La coche bleue, jusqu’ici réservée aux utilisateurs jugés « actifs, notoires et authentiques », sera désormais aussi attribuée à tous les abonnés payants, avec une série de conditions. Ils devront notamment fournir un numéro de téléphone confirmé, exister depuis plus de 90 jours et ne pas « présenter de signes laissant supposer (que le compte) est fallacieux ou trompeur » ou « impliqué dans des opérations de manipulations ».

Les comptes certifiés selon les anciens critères gardent pour l’instant leur coche bleue, mais Elon Musk a déclaré en décembre vouloir les supprimer « dans quelques mois ». Ils devront donc payer l’abonnement pour la conserver. Axe stratégique d’Elon Musk pour redresser des comptes en chute libre depuis le rachat, l’abonnement garantit « deux fois moins de publicité » et de nouvelles fonctionnalités.
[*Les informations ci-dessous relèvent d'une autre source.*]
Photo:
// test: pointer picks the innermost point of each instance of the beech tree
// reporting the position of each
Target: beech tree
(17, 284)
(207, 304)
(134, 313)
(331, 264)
Des certifications différenciées pour les institutions et les professionnels

La coche jaune (gold) est attribuée à ce que Twitter considère comme des organismes officiels et vérifiés, la coche grise aux comptes des organisations gouvernementales ou multilatérales, ainsi qu’aux membres de gouvernements, de cabinets, des diplomates, etc. Le compte Twitter d’Emmanuel Macron a ainsi désormais une coche grise.

Des labels spécifiques précisent si les comptes sont considérés comme des entreprises ou professionnels, ou des « médias affiliés à des États » (avec le nom de l’État) ou encore des comptes automatiques (créés pour générer automatiquement du contenu ou retweeter d’autres comptes).